Dałam swego czasu szare legowisko na zastępstwo za brązowe, które poszło do prania. Amiś ostentacyjnie kładł się obok, byle nie w środku. Potem zamieniłam, to natychmiast umościł się w brązowym, jeszcze go nie położyłam dobrze, a on już był w środku. Wczoraj znów zabrałam brązowe do prania. Tym razem szare nie przeszkadzało. Brązowe wyschło, położyłam obok, niech sobie wybierze. Wszedł, usiadł i wrócił do szarego. Teraz szare jest na topie.

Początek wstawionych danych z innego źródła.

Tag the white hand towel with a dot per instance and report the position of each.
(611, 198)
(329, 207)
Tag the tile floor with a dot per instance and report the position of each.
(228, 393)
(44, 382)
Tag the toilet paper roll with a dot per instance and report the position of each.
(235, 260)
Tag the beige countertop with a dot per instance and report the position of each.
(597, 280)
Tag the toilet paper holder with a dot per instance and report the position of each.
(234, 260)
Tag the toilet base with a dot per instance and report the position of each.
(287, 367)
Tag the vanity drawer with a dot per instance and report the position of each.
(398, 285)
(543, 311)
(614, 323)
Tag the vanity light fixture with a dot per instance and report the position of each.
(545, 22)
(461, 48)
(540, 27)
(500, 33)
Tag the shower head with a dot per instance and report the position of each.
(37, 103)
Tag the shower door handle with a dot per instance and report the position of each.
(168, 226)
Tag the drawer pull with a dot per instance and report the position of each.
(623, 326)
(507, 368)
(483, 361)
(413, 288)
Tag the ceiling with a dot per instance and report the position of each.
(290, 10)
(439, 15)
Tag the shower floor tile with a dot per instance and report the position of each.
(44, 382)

Za kotami nie trafisz :( . Mumiś "robi" (wiadomo co :? ) na tacę lub do kuwetki. Przeważnie :) Wyjątkiem jest jedno z posłanek. Jak tylko położę w pobliżu to ... już natychmiast go "ochrzci" :o Nie wiem, czy to wyraz zachwytu dla posłanka czy "go olewa" 8)
Uroda moja nie sięga szczytu szczytów, ale mój pies patrzy na mnie oczami pełnymi zachwytu
L. J. Kern
1 - Trudne początki kota Dropsa
2 - Drops + reszta (trudne życie)
3 - Drops + koty
Amorka i Mumiś

Obrazek

ewkkrem

Avatar użytkownika
 
Posty: 7989
Od: Czw lip 27, 2017 15:20
Lokalizacja: Włocławek

Post » Wto gru 31, 2019 17:35 Re: DT Na Końcu Świata

Jak to ktoś kiedyś powiedział: "Koty to kosmici, tylko nigdy nie wiadomo, z której planety dany kot pochodzi". Bardzo mi się ten cytat spodobał, możliwe, że już go pisałam, ale znów trafia w sedno ;)
Obrazek*Obrazek*Obrazek*

Stomachari

 
Posty: 10685
Od: Sob kwi 16, 2016 21:29
Lokalizacja: Nieopodal Sochaczewa.

Post » Wto gru 31, 2019 17:38 Re: DT Na Końcu Świata

Zapraszam do zajrzenia na wątek z kartą "Opiekun awaryjny": viewtopic.php?f=20&t=196769
Jeśli ktoś chciałby nabyć, zapraszam do kontaktu :) Życzę jednak, aby się nigdy nie przydała!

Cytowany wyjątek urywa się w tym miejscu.